Some of the hype that vertical farming has generated in the past has proved to be premature. Roosens emphasizes that companies need to be cautious in their approach, given the very large capex required to establish a vertical farming operation.

“Sometimes you hear that vertical farming is going to feed the world,” he reflects. “I don’t think it is – it’s going to feed certain urban locations where it makes sense economically and logistically.

“That’s always an exercise that you need to do. Is there a need for this from local supermarkets? Is it worth spending €20 million to set up a vertical farm here or not? Or is a greenhouse better? Or maybe an open field?”

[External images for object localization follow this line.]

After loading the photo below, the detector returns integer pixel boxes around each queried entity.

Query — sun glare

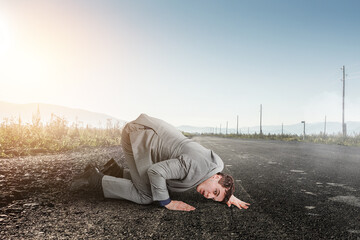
[0,17,11,56]
[0,11,56,104]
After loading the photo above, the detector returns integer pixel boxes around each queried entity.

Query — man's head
[196,172,235,203]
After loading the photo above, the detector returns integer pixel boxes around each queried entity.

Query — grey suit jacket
[128,114,224,201]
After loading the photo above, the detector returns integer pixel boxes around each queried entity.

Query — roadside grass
[3,113,359,158]
[0,114,122,158]
[192,133,360,147]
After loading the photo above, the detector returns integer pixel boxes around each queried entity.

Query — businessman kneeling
[72,114,250,211]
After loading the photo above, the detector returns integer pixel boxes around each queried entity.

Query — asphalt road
[2,137,360,239]
[191,136,360,239]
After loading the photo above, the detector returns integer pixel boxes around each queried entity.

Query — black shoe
[102,158,124,178]
[81,163,97,178]
[70,178,89,191]
[70,164,103,191]
[87,166,104,191]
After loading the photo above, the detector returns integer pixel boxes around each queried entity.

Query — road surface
[1,137,360,239]
[192,136,360,239]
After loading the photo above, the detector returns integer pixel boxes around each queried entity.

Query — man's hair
[216,172,235,203]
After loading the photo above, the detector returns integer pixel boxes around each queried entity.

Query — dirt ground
[0,146,133,239]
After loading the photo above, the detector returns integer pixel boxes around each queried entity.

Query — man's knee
[136,193,153,205]
[139,198,153,205]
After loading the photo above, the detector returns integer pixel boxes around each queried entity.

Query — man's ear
[213,174,222,180]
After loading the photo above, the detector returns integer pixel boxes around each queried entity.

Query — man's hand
[165,200,195,211]
[226,195,250,209]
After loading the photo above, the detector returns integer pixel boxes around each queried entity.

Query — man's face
[196,174,226,202]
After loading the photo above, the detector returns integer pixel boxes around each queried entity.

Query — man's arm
[147,157,195,211]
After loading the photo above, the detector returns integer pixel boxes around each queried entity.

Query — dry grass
[0,114,122,158]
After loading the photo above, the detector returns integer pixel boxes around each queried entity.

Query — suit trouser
[102,122,153,204]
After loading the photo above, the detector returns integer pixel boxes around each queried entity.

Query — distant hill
[0,101,126,128]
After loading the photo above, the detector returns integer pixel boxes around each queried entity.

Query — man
[73,114,250,211]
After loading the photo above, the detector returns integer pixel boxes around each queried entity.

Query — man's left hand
[226,195,250,209]
[165,200,196,211]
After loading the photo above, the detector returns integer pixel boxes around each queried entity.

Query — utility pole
[324,115,327,136]
[220,124,222,135]
[301,121,306,140]
[342,65,346,137]
[260,104,263,135]
[226,121,228,135]
[236,115,239,135]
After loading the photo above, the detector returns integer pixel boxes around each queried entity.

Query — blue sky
[0,0,359,128]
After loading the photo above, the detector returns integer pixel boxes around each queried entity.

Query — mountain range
[1,101,359,135]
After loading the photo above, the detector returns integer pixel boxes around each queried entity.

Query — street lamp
[301,121,306,140]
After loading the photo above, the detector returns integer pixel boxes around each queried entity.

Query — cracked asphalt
[1,136,360,239]
[194,136,360,239]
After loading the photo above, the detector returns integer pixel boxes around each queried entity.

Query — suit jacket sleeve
[147,157,189,201]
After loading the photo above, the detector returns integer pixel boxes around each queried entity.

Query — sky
[0,0,359,129]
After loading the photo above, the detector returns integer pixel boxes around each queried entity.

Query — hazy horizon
[2,101,360,134]
[1,0,359,129]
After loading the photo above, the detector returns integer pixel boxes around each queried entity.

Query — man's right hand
[165,200,195,211]
[226,195,250,209]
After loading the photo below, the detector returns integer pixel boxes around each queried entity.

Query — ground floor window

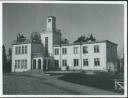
[83,59,89,66]
[62,59,67,66]
[55,60,59,67]
[74,59,79,66]
[94,58,100,66]
[15,59,27,69]
[38,59,41,69]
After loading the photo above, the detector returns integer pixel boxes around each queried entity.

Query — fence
[113,79,124,91]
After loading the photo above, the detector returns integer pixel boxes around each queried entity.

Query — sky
[3,3,124,57]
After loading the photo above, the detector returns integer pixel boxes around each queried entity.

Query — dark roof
[53,40,117,47]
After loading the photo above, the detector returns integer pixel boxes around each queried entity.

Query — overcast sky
[3,3,124,57]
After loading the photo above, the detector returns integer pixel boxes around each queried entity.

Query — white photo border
[0,1,127,97]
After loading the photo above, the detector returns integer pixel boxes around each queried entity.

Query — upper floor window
[83,59,89,66]
[74,59,79,66]
[83,46,88,54]
[15,47,18,55]
[55,48,59,55]
[19,46,21,54]
[94,58,100,66]
[62,59,67,66]
[62,48,67,55]
[74,47,78,54]
[94,45,99,53]
[22,46,24,54]
[25,45,27,54]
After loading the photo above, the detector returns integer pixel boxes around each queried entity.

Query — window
[25,59,27,69]
[83,46,88,54]
[19,46,21,54]
[74,59,79,66]
[55,60,59,67]
[45,37,48,55]
[15,47,18,55]
[94,45,99,53]
[48,19,51,22]
[83,59,89,66]
[62,60,67,66]
[62,48,67,55]
[22,46,24,54]
[55,48,59,55]
[15,60,18,68]
[25,45,27,54]
[74,47,78,54]
[21,60,24,69]
[94,58,100,66]
[18,60,20,69]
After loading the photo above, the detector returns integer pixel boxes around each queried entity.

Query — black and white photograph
[0,1,127,97]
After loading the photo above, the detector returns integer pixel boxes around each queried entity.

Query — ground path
[3,71,121,95]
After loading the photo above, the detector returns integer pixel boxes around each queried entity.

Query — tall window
[55,60,59,67]
[94,58,100,66]
[74,47,78,54]
[19,46,21,55]
[94,45,99,53]
[25,59,27,69]
[55,48,59,55]
[25,45,27,54]
[62,59,67,66]
[83,46,88,54]
[15,47,18,55]
[21,60,24,69]
[62,48,67,55]
[18,60,20,69]
[83,59,89,66]
[45,37,48,55]
[15,60,18,68]
[74,59,79,66]
[22,46,24,54]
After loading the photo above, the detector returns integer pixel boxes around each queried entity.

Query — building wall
[11,43,31,72]
[106,42,117,72]
[54,42,107,71]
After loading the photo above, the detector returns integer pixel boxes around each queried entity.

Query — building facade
[11,16,118,72]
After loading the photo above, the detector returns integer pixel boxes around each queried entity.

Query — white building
[11,16,117,72]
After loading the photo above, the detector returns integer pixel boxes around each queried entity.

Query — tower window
[48,19,51,22]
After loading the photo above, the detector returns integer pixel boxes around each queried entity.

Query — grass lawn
[55,72,124,93]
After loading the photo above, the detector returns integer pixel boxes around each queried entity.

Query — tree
[3,45,7,73]
[61,38,69,44]
[17,32,26,42]
[31,31,41,43]
[73,33,96,43]
[7,48,12,72]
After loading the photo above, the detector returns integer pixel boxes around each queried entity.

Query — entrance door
[33,60,36,69]
[38,59,41,69]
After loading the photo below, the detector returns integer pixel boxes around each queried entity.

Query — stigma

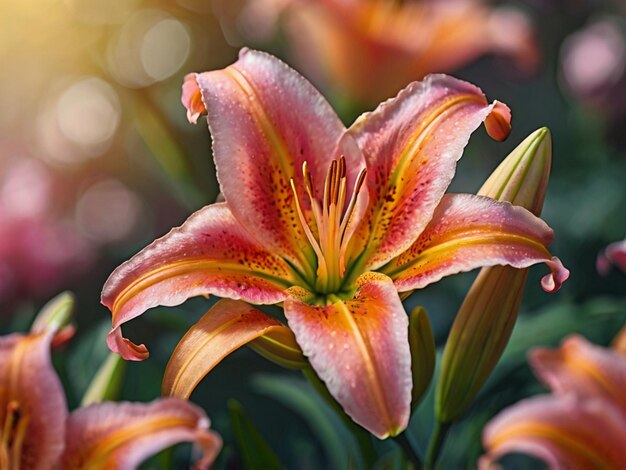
[290,156,367,294]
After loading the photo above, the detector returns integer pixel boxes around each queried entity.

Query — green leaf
[252,374,367,469]
[81,352,127,406]
[228,399,283,470]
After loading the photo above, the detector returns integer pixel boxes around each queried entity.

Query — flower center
[0,399,29,469]
[290,156,367,296]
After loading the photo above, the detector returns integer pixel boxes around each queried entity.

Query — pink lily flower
[0,329,221,469]
[481,334,626,468]
[102,49,567,439]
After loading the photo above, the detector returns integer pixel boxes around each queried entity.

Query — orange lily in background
[234,0,539,104]
[481,333,626,468]
[102,49,567,439]
[0,329,221,469]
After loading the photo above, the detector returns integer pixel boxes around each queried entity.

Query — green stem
[425,421,450,469]
[392,433,423,469]
[302,367,376,466]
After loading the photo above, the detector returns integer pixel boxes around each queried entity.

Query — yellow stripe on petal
[61,399,222,469]
[284,273,411,439]
[162,299,289,399]
[482,395,626,468]
[0,333,67,468]
[191,49,365,275]
[101,203,294,361]
[345,74,511,274]
[530,335,626,414]
[385,194,568,293]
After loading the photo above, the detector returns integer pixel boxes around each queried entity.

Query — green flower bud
[435,128,552,423]
[409,306,436,409]
[31,291,75,339]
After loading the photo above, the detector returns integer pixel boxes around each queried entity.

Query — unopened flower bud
[31,291,76,346]
[408,306,436,409]
[436,128,554,423]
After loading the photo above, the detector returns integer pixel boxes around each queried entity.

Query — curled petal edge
[541,256,569,293]
[484,100,512,142]
[107,328,149,361]
[181,73,206,124]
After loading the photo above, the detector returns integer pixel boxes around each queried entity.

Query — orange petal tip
[485,101,512,141]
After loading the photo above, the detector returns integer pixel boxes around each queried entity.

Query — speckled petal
[188,48,364,275]
[384,194,568,292]
[346,74,511,271]
[0,333,67,469]
[481,395,626,469]
[101,203,295,361]
[162,299,290,399]
[530,335,626,415]
[61,398,222,470]
[284,273,411,439]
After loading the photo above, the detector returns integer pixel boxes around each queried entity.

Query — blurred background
[1,0,626,467]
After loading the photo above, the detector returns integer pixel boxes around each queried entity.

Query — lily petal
[530,335,626,414]
[181,74,206,124]
[101,203,294,361]
[187,48,364,274]
[284,273,411,439]
[383,194,569,293]
[0,333,67,469]
[61,398,222,470]
[162,299,288,398]
[346,74,511,271]
[481,394,626,469]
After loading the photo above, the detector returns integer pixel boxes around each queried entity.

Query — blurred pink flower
[560,18,626,117]
[597,238,626,275]
[0,328,221,468]
[0,159,93,305]
[481,334,626,468]
[226,0,539,104]
[0,155,143,307]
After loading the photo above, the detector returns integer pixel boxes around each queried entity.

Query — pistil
[290,156,367,295]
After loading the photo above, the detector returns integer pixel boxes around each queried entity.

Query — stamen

Smartkas now plans to raise €100 million through debt and equity to fund future expansion, but has so far relied on debt to finance its operations. “We think if you have a profitable business model, then debt can be a good solution,” says Roosens. “For us, it was the easiest way to get access to capital, without going to the big equity investors and maybe losing 30 percent of the company.”

For some vertical farming investors, however, securing profitability has not always taken center stage. “Expansion was prioritized, especially in the US, where you had venture capital funding,” says Yusibov. “In the US, expansion and scale came before profitability.”

Yusibov adds that a more financially sustainable approach requires moving away from a VC-style pursuit of breakneck growth. Developers, he says, need to find patient capital. “Vertical farming developers need to partner up with the right funder in order to be able to execute their strategy, which is going to take a number of years – it’s not something they can realize at short notice.”

Despite the challenges of raising capital and weathering the energy price storm, the potential for vertical farming to deliver significant environmental benefits is clear – even if the industry cannot refashion the world’s food system overnight.

“It’s going to take, realistically, quite a long time for us to build all of the vertical farms that we need,” Bachmann acknowledges. But he is convinced that vertical farming will enable countries like the UK to reduce food imports, and eventually to take marginally productive land – which relies heavily on chemical fertilizers and pesticides to grow food – out of the food system.

“I do envisage a future where vertical farming is a predominant method by which we grow our food.”